We next carried out tumor kinetic studies. Analysis revealed that XBP1^ΔcDC1IRE1^trunc-cDC1 mice showed normal B16ChOVA melanoma tumor growth (Figure 4A), and normal CD8⁺/CD4⁺ T cell tumor infiltration and function compared to control littermates, and a modest decrease in TNF⁺ CD8⁺ T cells (Figure 4B, Supplementary Figure 8E). Similar results were obtained in MC38 tumor models (Figures 4C, D, Supplementary Figure 8E). In agreement with previous results, these data indicate that loss of IRE1 RNase/XBP1s in cDC1s does not impact the outcome of tumor growth or antitumor T cell function.

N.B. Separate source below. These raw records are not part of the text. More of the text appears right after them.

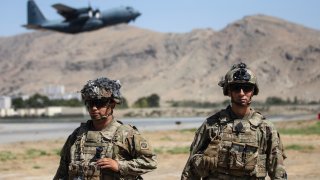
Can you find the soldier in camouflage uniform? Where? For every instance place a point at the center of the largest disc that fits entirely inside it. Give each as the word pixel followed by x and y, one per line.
pixel 236 143
pixel 104 148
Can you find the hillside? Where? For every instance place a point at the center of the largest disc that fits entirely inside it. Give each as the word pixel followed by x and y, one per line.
pixel 185 66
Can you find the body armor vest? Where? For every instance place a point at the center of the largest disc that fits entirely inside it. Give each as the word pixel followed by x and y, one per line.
pixel 88 148
pixel 241 147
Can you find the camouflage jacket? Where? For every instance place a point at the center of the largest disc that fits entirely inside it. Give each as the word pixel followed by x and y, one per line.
pixel 227 147
pixel 120 142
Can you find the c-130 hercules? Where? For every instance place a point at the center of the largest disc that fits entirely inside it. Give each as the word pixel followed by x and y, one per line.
pixel 78 20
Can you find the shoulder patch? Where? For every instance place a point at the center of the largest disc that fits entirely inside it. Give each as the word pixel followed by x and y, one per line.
pixel 213 118
pixel 144 145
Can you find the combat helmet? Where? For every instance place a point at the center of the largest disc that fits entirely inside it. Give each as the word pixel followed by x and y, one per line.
pixel 239 73
pixel 100 89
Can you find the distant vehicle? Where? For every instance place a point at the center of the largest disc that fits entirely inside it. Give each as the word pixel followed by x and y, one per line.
pixel 77 20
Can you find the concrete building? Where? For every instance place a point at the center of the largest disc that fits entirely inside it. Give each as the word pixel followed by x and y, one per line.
pixel 5 102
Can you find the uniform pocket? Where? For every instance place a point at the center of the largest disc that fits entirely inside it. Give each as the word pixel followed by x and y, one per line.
pixel 236 153
pixel 260 168
pixel 223 156
pixel 250 157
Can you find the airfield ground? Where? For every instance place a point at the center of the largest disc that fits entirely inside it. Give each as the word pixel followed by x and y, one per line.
pixel 39 160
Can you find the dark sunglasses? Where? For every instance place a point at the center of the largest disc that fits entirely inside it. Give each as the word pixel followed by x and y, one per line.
pixel 96 103
pixel 245 88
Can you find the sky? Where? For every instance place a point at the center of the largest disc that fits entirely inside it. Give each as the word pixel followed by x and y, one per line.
pixel 176 16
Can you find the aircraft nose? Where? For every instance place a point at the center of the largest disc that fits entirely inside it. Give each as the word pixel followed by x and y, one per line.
pixel 137 14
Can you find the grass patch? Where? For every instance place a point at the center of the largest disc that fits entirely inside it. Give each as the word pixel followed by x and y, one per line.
pixel 166 138
pixel 299 147
pixel 159 150
pixel 7 155
pixel 56 152
pixel 314 129
pixel 36 167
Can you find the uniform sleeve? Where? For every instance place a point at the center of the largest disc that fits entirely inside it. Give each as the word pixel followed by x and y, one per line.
pixel 190 172
pixel 144 159
pixel 62 171
pixel 275 155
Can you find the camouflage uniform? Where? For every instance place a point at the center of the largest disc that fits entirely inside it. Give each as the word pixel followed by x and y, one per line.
pixel 227 147
pixel 120 142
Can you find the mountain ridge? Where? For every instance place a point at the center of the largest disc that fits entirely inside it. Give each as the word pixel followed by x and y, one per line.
pixel 177 66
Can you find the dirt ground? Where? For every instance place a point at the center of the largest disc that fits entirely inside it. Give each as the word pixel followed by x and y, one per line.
pixel 39 160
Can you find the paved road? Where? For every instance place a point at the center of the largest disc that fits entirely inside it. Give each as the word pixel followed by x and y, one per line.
pixel 35 130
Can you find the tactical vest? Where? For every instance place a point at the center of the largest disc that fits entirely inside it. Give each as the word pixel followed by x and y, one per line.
pixel 91 146
pixel 241 148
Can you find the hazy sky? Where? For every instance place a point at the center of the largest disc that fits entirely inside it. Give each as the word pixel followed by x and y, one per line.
pixel 173 15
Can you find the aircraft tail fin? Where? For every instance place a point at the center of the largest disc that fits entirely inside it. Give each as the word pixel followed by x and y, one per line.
pixel 35 16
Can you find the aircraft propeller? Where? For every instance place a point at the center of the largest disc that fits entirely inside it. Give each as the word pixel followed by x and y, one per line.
pixel 93 13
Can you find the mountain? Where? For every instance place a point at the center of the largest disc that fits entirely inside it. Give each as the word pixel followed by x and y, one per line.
pixel 177 66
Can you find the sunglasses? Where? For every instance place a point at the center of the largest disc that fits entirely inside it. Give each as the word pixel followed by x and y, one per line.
pixel 96 103
pixel 245 88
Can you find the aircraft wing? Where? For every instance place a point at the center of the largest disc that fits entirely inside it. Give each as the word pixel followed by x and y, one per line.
pixel 67 12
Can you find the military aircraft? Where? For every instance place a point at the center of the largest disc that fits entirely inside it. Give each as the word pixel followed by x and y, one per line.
pixel 77 20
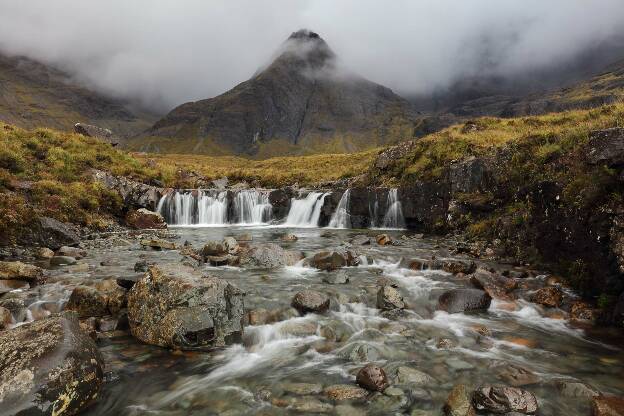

In addition, analysis of mice carrying single deletion of XBP1s in cDC1s (XBP1^ΔcDC1) also showed comparable B16ChOVA tumor size with control counterparts (Figure 4E), along with normal effector/exhausted T cell responses (Figure 4F, Supplementary Figure 8F). Similar results were also observed in MC38 tumors (Figures 4G, H, Supplementary Figure 8F). As seen with XBP1^ΔDC mice, tumor cDC1s from XBP1^ΔcDC1 mice also showed signs of RIDD, as indicated by an increase in XBP1s splicing ratio (Supplementary Figure 8G) and loss of CD11c surface expression (Supplementary Figure 8H), albeit to a lower extent than observed with Itgax-Cre mice line (Supplementary Figure 6G). Altogether, these data suggest that alterations in the IRE1/XBP1s axis in the tumor cDC1 compartment are not sufficient to shift the balance of antitumor T cell responses.

No statistical methods were used to predetermine sample size. The experiments were not randomized, and the investigators were not blinded to allocation during experiments and outcome assessment. Statistical analysis was conducted using GraphPad Prism software (v9.1.2). Results are presented as mean ± SEM. Two groups were compared using two tailed t-test for normal distributed data (Shapiro-Wilk test) or using a non-parametric two-tailed Mann-Whitney test as indicated in figure legends. Multiple groups were compared using one-way ANOVA with Tukey post-test. A p-value < 0.05 was considered statistically significant.

All animal procedures were approved and performed in accordance with institutional guidelines for animal care of the Fundación Ciencia y Vida, the Faculty of Medicine, University of Chile and the VIB site Ghent-Ghent University Faculty of Sciences and were approved by the local ethics committee.